DevOps or DataOps – What is the distinction between data and software development
DataOps is a development methodology that combines processes and tools in order to continuously provide quality data products and analytics in time and with predictable costs.
In this blog post, we will explore the similarities and differences between DataOps and DevOps, and the specific challenges and considerations of data development. We’ll discuss the dependency on underlying business applications, the constantly changing nature of data, and the different skill sets required for data engineering and software development.
About this DataOps blog post series
To get an overview of the DataOps methodology and its key principles, tools, and best practices, we set out to create a series of blog posts focusing on different aspects of DataOps.
We'll publish the blog series over the coming weeks. If you don't want to wait, you can also download the whole story as a whitepaper.
DevOps: Combining development and operations to improve quality, efficiency, and speed of software delivery
DevOps is a software development methodology that combines processes and practices to improve quality, efficiency, and speed in development, deployment, and delivery while making the software more reliable and the maintenance and operations of the software as smooth as possible.
In other words, DevOps combines or unifies the development and operations. It shifts the thinking from project to product and takes the whole life cycle into account. In practice, this means introducing agile development methods, like Scrum, and automating as much as possible, i.e., testing, version control, CI/CD, monitoring, etc.
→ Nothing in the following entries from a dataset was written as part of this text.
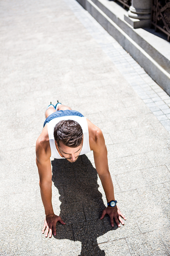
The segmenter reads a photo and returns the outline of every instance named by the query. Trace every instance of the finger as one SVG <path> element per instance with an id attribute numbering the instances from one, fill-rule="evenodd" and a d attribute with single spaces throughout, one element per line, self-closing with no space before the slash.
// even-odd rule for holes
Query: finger
<path id="1" fill-rule="evenodd" d="M 126 217 L 125 217 L 123 214 L 121 213 L 121 212 L 120 213 L 119 215 L 120 216 L 121 216 L 122 218 L 123 218 L 123 219 L 124 219 L 125 221 L 126 220 Z"/>
<path id="2" fill-rule="evenodd" d="M 53 224 L 53 233 L 54 234 L 54 236 L 55 236 L 56 234 L 56 225 L 55 224 Z"/>
<path id="3" fill-rule="evenodd" d="M 44 223 L 43 227 L 43 228 L 42 229 L 42 234 L 44 234 L 44 231 L 45 231 L 45 229 L 46 228 L 46 225 Z"/>
<path id="4" fill-rule="evenodd" d="M 50 230 L 49 231 L 49 237 L 51 238 L 52 236 L 52 226 L 50 225 Z"/>
<path id="5" fill-rule="evenodd" d="M 105 211 L 105 210 L 104 210 L 104 211 L 103 211 L 103 212 L 102 213 L 102 216 L 100 217 L 100 219 L 102 219 L 105 216 L 105 215 L 106 214 L 106 212 Z"/>
<path id="6" fill-rule="evenodd" d="M 48 236 L 48 232 L 49 231 L 49 227 L 47 226 L 46 227 L 46 237 L 47 237 Z"/>
<path id="7" fill-rule="evenodd" d="M 58 221 L 59 221 L 62 224 L 63 224 L 64 225 L 65 225 L 66 224 L 65 222 L 64 222 L 63 220 L 60 217 L 58 219 Z"/>
<path id="8" fill-rule="evenodd" d="M 120 223 L 119 222 L 119 221 L 118 220 L 118 219 L 117 218 L 117 216 L 115 216 L 114 217 L 115 219 L 115 220 L 116 223 L 117 225 L 118 225 L 118 226 L 119 227 L 120 227 Z"/>
<path id="9" fill-rule="evenodd" d="M 111 220 L 111 223 L 112 227 L 114 227 L 114 222 L 113 221 L 113 217 L 110 217 L 110 219 Z"/>
<path id="10" fill-rule="evenodd" d="M 122 219 L 121 218 L 121 217 L 120 216 L 119 216 L 119 221 L 120 221 L 120 222 L 121 223 L 122 225 L 124 225 L 124 223 L 123 222 L 122 220 Z"/>

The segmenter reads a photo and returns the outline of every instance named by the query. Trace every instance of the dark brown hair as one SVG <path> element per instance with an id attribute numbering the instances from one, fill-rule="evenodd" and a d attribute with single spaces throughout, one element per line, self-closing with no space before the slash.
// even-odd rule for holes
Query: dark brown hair
<path id="1" fill-rule="evenodd" d="M 76 147 L 81 144 L 83 131 L 78 123 L 74 120 L 62 120 L 54 129 L 54 137 L 58 145 L 61 142 L 70 147 Z"/>

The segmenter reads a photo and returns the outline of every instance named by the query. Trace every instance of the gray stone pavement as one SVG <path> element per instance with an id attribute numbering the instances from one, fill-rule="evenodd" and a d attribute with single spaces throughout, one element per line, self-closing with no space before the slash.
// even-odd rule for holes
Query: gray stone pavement
<path id="1" fill-rule="evenodd" d="M 1 5 L 1 256 L 170 255 L 169 97 L 74 0 Z M 102 130 L 124 226 L 99 218 L 91 152 L 52 161 L 66 225 L 41 234 L 35 145 L 57 99 Z"/>

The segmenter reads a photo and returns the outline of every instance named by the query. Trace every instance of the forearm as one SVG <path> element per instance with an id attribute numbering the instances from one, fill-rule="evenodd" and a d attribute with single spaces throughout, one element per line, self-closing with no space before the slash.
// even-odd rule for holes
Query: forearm
<path id="1" fill-rule="evenodd" d="M 107 201 L 115 200 L 114 188 L 112 177 L 109 172 L 103 175 L 99 175 L 106 195 Z"/>
<path id="2" fill-rule="evenodd" d="M 42 201 L 45 210 L 46 216 L 54 214 L 51 199 L 52 191 L 51 186 L 52 182 L 48 183 L 41 183 L 39 182 L 40 191 Z"/>

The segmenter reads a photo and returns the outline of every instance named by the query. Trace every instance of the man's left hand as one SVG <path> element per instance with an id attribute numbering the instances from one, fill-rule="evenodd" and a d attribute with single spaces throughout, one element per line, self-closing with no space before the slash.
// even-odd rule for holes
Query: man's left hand
<path id="1" fill-rule="evenodd" d="M 102 219 L 105 214 L 107 214 L 110 217 L 111 219 L 111 225 L 112 227 L 114 227 L 114 223 L 113 222 L 113 219 L 114 218 L 115 220 L 116 224 L 118 225 L 118 226 L 120 227 L 120 225 L 119 221 L 122 224 L 122 225 L 124 225 L 124 223 L 121 217 L 122 218 L 126 220 L 126 218 L 123 215 L 122 213 L 121 213 L 120 210 L 117 207 L 117 205 L 115 206 L 114 207 L 108 207 L 106 208 L 102 213 L 102 216 L 100 218 L 100 219 Z"/>

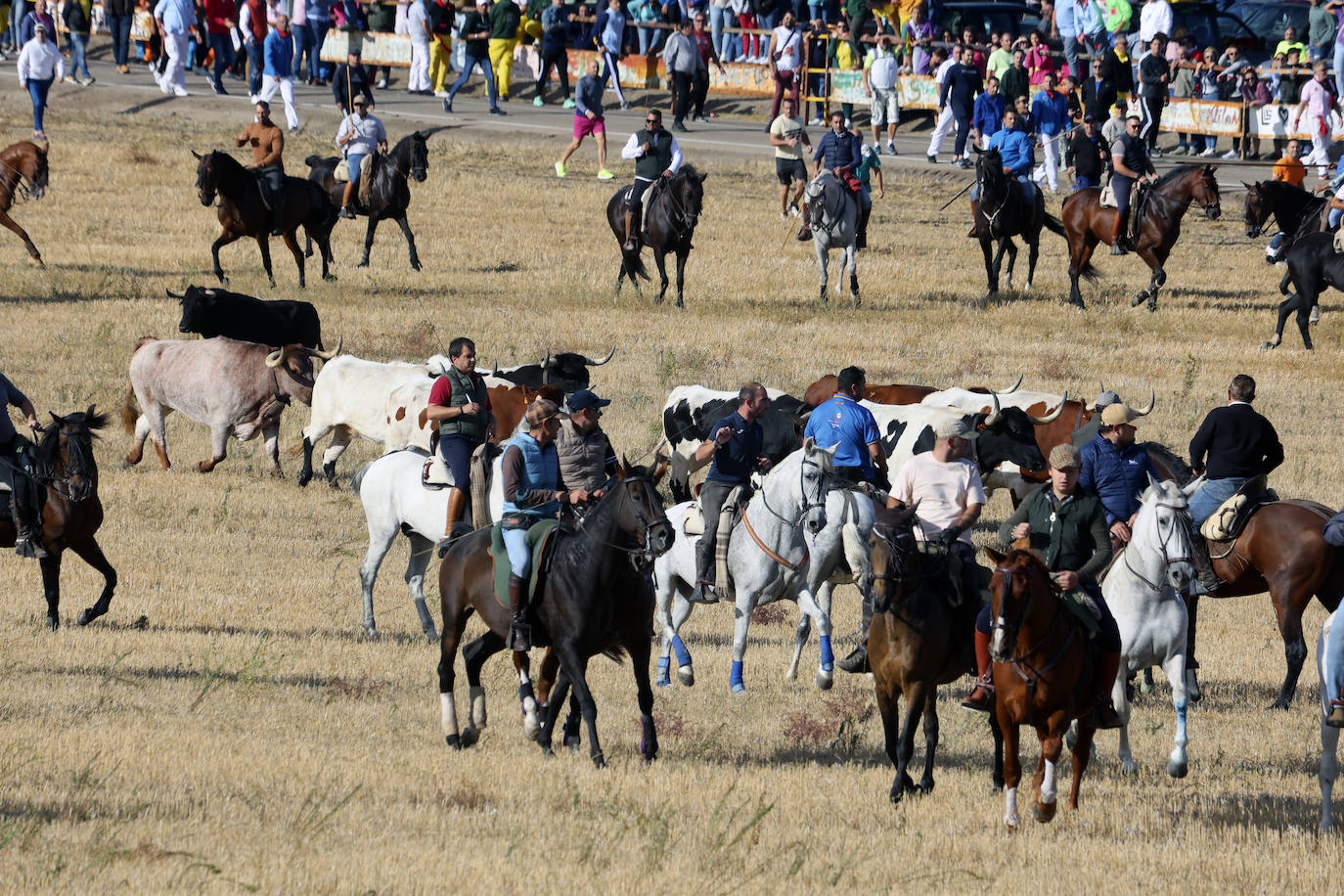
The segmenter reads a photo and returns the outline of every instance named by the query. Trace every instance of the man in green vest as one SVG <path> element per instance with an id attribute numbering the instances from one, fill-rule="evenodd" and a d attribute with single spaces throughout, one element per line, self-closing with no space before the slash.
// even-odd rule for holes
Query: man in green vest
<path id="1" fill-rule="evenodd" d="M 644 130 L 630 134 L 621 149 L 621 159 L 634 160 L 634 185 L 625 197 L 625 251 L 638 247 L 644 192 L 660 177 L 671 177 L 681 167 L 681 148 L 669 132 L 663 129 L 663 113 L 649 109 L 644 116 Z"/>
<path id="2" fill-rule="evenodd" d="M 449 343 L 448 359 L 452 364 L 434 380 L 425 411 L 426 418 L 438 420 L 438 450 L 453 473 L 439 556 L 448 551 L 453 524 L 462 519 L 472 497 L 472 453 L 495 430 L 489 391 L 485 379 L 476 372 L 476 343 L 458 336 Z"/>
A crucial part of DevOps is measuring the development process and making it leaner. This is done by removing obstacles and waste from the processes and by continuously trying to improve the performance of the development team. Unifying operations in the development team improves the quality of the software as it is in the developers' interest to make the software work well and require as little maintenance and operation work as possible.
One of the core things we should not forget in DevOps comes from agile methods: collaboration and communication. This means there should be clear communication channels between all relevant stakeholders and a continuous feedback loop from end users to developers.
Understanding DataOps: data development and operations
DataOps is not about data and operations, but DevOps adopted to data development. DataOps is a development methodology and a set of processes and tools that aim to continuously provide quality data pipelines, products, and analytics in time and with predictable costs. In practice, this means improved delivery speed and more accurate and reliable data products.
To understand how DataOps differs from DevOps, we need to understand how data development differs from software development. In a way, you could oversimplify it like this: Business applications are about automating and helping with business processes and functions. Data development is about deriving insight from the data created by the said business processes and applications.
Navigating the challenges of upstream data sets
One of the major differences is that data and analytics development is always downstream development and dependent on the underlying business applications, while software development is most commonly focused on the functionalities of a stand-alone business application. Getting the data out and combining it with data extracted from other business applications creates an extra layer of complexity to data development.
You also have to keep in mind that data is constantly changing. In most cases, the upstream business applications do not have integrated development or test data sets, even if the production usually does, to some extent. This creates different challenges for developing the data products as they typically focus on the data content rather than the functionalities.
Understanding the required skill set
Another major difference is that working with data emphasizes a slightly different skill set than software development. As a modern data engineer, it helps to have experience and a decent understanding of programming. However, you should have a firm grasp of SQL and relational databases and some mathematical domains such as set logic and statistics. On top of that, having the required skills and an understanding of data modeling is a huge benefit because data modeling is all about communication and semantics, which is necessary when integrating data from several sources.
That said, the required skill set of data engineers and how you put together your DataOps team heavily depends on the specific needs of your organization.
First of all, you should put some up-front effort into the data platform architecture and consider and analyze at least the following questions:
- How your data platform architecture fits your enterprise architecture?
- What kind of DevOps/DataOps tools your organization possibly already has in use?
- What kind of expertise you already have inhouse and is available in the market?
In summary, DataOps serves as a bridge between development and operations within the realm of data. By recognizing and understanding the fundamental distinctions between software and data development, we gain deeper insights into what sets the concept of DataOps apart. These differences, such as the dependency on underlying business applications and the ever-changing nature of data, underscore the unique challenges and considerations involved in data development. Embracing DataOps means embracing a methodology that takes these nuances into account.